Johns Hopkins University defines plagiarism as “…taking for one’s own use the words, ideas, concepts or data of another without proper attribution. Plagiarism includes both direct use or paraphrasing of the words, thoughts, or concepts of another without proper attribution.” We take plagiarism very seriously, as does Johns Hopkins University.

We recognize that many students may not have a clear understanding of what plagiarism is or why it is wrong. Please see the following guide for more information on plagiarism:

http://www.jhsph.edu/academics/degree-programs/master-of-public-health/current-students/JHSPH-ReferencingHandbook.pdf

It is critically important that you give people/sources credit when you use their words or ideas. If you do not give proper credit – particularly when quoting directly from a source – you violate the trust of your fellow students.

The Coursera Honor code includes an explicit statement about plagiarism:

I will register for only one account. My answers to homework, quizzes and exams will be my own work (except for assignments that explicitly permit collaboration). I will not make solutions to homework, quizzes or exams available to anyone else. This includes both solutions written by me, as well as any official solutions provided by the course staff.

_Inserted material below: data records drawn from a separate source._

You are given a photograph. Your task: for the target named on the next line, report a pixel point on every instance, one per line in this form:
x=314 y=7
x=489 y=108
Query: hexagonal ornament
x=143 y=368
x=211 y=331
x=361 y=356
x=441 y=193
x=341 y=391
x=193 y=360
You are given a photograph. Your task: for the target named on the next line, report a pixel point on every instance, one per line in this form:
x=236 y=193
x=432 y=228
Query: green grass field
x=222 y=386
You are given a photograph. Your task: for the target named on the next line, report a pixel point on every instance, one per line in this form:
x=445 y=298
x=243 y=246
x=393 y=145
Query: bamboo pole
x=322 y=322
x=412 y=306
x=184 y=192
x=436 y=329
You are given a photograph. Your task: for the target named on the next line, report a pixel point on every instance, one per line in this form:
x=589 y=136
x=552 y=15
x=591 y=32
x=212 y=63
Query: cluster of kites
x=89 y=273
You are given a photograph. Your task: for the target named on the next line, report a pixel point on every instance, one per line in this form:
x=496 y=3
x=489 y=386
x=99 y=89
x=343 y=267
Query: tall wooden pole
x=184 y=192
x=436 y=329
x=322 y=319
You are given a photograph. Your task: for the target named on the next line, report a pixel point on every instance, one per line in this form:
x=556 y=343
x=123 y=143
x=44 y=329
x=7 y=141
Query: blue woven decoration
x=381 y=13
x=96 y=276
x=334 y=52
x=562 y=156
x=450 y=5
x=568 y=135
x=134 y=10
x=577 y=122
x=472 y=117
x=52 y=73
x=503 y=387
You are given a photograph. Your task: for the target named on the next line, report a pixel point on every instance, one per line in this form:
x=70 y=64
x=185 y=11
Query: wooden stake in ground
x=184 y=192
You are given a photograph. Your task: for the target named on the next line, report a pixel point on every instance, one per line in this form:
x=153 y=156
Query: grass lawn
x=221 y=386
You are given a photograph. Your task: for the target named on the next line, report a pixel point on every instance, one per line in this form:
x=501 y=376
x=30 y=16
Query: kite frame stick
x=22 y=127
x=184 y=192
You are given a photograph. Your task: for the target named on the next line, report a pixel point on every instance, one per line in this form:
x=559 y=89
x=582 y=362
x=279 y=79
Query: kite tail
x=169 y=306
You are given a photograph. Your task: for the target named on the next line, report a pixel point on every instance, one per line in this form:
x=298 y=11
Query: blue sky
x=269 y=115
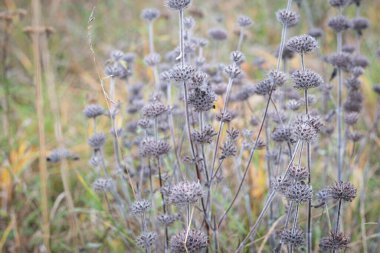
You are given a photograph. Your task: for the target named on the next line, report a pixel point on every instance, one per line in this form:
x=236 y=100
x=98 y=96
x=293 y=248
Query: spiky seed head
x=218 y=34
x=232 y=71
x=185 y=193
x=299 y=192
x=244 y=21
x=150 y=147
x=316 y=32
x=294 y=237
x=103 y=185
x=177 y=4
x=339 y=3
x=302 y=44
x=152 y=60
x=287 y=18
x=343 y=191
x=237 y=57
x=193 y=241
x=146 y=239
x=306 y=79
x=277 y=77
x=339 y=23
x=154 y=109
x=150 y=14
x=97 y=141
x=335 y=241
x=204 y=136
x=179 y=73
x=298 y=172
x=202 y=99
x=139 y=207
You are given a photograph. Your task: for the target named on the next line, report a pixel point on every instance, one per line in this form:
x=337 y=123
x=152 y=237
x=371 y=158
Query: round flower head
x=177 y=4
x=202 y=99
x=298 y=172
x=287 y=17
x=316 y=32
x=103 y=185
x=232 y=71
x=299 y=192
x=150 y=147
x=244 y=21
x=97 y=141
x=185 y=193
x=218 y=34
x=335 y=241
x=152 y=60
x=359 y=24
x=339 y=3
x=140 y=206
x=339 y=23
x=154 y=109
x=307 y=128
x=188 y=242
x=302 y=44
x=146 y=239
x=294 y=237
x=179 y=73
x=278 y=78
x=306 y=79
x=343 y=191
x=150 y=14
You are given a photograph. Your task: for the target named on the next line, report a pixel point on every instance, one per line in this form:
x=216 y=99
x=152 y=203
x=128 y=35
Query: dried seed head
x=188 y=242
x=150 y=14
x=316 y=32
x=179 y=73
x=97 y=141
x=299 y=192
x=202 y=99
x=59 y=154
x=283 y=134
x=302 y=44
x=343 y=191
x=103 y=185
x=306 y=79
x=139 y=207
x=177 y=4
x=294 y=237
x=339 y=3
x=93 y=111
x=335 y=241
x=277 y=77
x=185 y=193
x=359 y=24
x=149 y=147
x=152 y=60
x=218 y=34
x=154 y=109
x=167 y=219
x=298 y=172
x=244 y=21
x=205 y=136
x=287 y=18
x=232 y=71
x=339 y=23
x=146 y=239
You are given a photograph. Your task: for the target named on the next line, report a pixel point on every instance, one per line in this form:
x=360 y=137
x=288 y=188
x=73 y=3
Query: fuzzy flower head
x=185 y=193
x=178 y=4
x=192 y=242
x=306 y=79
x=302 y=44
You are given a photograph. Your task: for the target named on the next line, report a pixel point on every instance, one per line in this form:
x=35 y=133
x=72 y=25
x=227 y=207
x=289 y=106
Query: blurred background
x=62 y=65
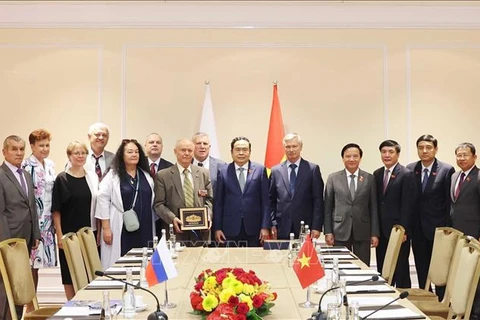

I will not engage in any other activities that will dishonestly improve my results or dishonestly improve/hurt the results of others.


Reporting plagiarism on course projects

One of the criteria in the project rubric focuses on plagiarism. Keep in mind that some components of the projects will be very similar across terms and so answers that appear similar may be honest coincidences. However, we would appreciate if you do a basic check for obvious plagiarism and report it during your peer assessment phase.

It is currently very difficult to prove or disprove a charge of plagiarism in the MOOC peer assessment setting. We are not in a position to evaluate whether or not a submission actually constitutes plagiarism, and we will not be able to entertain appeals or to alter any grades that have been assigned through the peer evaluation system.

But if you take the time to report suspected plagiarism, this will help us to understand the extent of the problem and work with Coursera to address critical issues with the current system.


Technical Information

Regardless of your platform (Windows or Mac) you will need a high-speed Internet connection in order to watch the videos on the Coursera web site. It is possible to download the video files and watch them on your computer rather than stream them from Coursera and this may be preferable for some of you.

Here is some platform-specific information:

Windows

The Coursera web site seems to work best with either the Chrome or the Firefox web browsers. In particular, you may run into trouble if you use Internet Explorer. The Chrome and Firefox browsers can be downloaded from:

Mac

The Coursera site appears to work well with Safari, Chrome, or Firefox, so any of these browsers should be fine.